Die Ehe mit Hanni war für Jochen Klepper eine bewusste Entscheidung auf religiösem Grunde gewesen. Er sah in seiner Frau die Angehörige des erwählten Volkes, das auch im Abfall noch 'in die Hände seines Gottes zurückfiel'. Die Verbindung mit Hanni Stein band ihn von Stund an selber an das Schicksal - Erhöhung und Leiden - dieses Volkes. (M.14)

Am 23.August 1933 erließen die braunen Machthaber die offizielle durch Hybris und Selbstüberschätzung gekennzeichnete Erklärung: "Mischehen mit Fremdrassigen müssen als das gekennzeichnet werden, was sie sind, nämlich der Grund für geistige und seelische Entartung wie für die Entfremdung dem eigenen Volke gegenüber." Daraufhin wollte sich Kleppers Frau Hanni durchaus scheiden lassen, um ihren Mann für seine 'Karriere' freizubekommen.

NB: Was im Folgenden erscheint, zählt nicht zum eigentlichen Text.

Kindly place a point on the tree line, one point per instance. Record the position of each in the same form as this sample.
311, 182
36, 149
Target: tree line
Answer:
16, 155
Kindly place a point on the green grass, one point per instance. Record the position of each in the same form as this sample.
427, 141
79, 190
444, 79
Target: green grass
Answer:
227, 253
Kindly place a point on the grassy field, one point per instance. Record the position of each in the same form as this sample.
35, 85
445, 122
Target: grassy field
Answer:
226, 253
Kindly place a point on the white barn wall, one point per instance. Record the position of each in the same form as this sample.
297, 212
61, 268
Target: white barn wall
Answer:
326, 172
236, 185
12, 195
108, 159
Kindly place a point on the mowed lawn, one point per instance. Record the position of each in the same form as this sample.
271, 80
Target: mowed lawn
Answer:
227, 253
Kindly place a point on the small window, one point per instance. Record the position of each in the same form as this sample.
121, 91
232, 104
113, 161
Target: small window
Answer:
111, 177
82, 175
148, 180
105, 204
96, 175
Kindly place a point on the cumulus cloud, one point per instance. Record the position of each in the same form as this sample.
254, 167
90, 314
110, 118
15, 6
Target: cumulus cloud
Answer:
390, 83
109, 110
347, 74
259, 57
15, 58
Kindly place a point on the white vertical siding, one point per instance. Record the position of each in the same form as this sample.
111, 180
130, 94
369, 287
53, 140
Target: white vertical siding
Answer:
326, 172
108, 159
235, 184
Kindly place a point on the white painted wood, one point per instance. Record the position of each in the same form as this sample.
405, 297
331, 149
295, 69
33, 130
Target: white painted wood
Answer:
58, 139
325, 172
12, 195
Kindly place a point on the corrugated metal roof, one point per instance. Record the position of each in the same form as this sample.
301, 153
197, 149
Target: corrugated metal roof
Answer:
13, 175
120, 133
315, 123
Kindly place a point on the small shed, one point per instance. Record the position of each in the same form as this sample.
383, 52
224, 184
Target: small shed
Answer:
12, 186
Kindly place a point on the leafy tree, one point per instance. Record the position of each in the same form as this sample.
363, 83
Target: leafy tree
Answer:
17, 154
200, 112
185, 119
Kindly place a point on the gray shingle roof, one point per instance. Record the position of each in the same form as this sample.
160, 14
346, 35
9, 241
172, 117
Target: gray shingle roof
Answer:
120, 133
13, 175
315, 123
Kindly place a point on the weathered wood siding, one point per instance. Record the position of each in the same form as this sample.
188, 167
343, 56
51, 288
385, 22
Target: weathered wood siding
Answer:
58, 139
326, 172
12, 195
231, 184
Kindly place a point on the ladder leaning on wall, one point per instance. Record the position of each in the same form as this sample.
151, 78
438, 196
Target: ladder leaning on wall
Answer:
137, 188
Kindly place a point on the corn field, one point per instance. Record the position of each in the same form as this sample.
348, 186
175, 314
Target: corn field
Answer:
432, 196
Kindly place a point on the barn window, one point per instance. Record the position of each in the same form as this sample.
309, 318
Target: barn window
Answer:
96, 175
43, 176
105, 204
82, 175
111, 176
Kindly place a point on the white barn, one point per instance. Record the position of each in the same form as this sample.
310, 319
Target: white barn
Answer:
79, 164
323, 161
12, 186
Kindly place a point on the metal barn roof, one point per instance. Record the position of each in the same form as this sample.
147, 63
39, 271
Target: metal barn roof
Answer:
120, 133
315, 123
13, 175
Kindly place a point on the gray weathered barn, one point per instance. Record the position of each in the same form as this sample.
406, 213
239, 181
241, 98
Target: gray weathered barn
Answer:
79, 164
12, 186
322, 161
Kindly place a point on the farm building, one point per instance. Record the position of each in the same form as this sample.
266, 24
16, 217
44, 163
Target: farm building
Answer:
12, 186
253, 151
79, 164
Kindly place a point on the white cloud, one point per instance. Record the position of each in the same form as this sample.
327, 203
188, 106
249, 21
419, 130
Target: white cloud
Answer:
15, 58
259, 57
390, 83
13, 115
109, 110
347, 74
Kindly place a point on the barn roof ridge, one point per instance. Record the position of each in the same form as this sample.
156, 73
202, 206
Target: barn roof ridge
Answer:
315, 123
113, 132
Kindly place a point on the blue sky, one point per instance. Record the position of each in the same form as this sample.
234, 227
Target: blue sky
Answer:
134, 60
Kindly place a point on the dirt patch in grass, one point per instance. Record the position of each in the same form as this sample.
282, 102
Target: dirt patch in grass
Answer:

Aber Klepper wehrte ab. In sein Tagebuch schreibt er darüber, dass seine Frau gemeint habe: "Ich tue an ihr ein Unrecht, dass ich nicht einwillige und dadurch besser für unsere Existenz sorge. Aber es ist keine falsche Moral, die mich hält. Ich kann diesen Entschluss nicht fassen. In diesem 'jüdischen Schicksal', in das Gott einen einbezieht, ist etwas, wogegen ich nicht ankann." (T.88)

Und im Tagebuch heißt es unter dem 25.5.1933: "Was ich bis jetzt gelebt habe, war "mein" Leben in Gott. Und wenn ich nun den Teil eines jüdischen Schicksals erlebe, so ist es "mein" Leben. Ich glaube an alle Leiden von Gott her. Aber ich glaube auch an ein "seliges Schauen", verzeichnete Klepper am 7.9.1933 in sein Tagebuch. "Gott ist es", merkt Heinz Grosch in seinen Schriften über Klepper an, "der ihn dabei führt - kein moralischer Entschluss."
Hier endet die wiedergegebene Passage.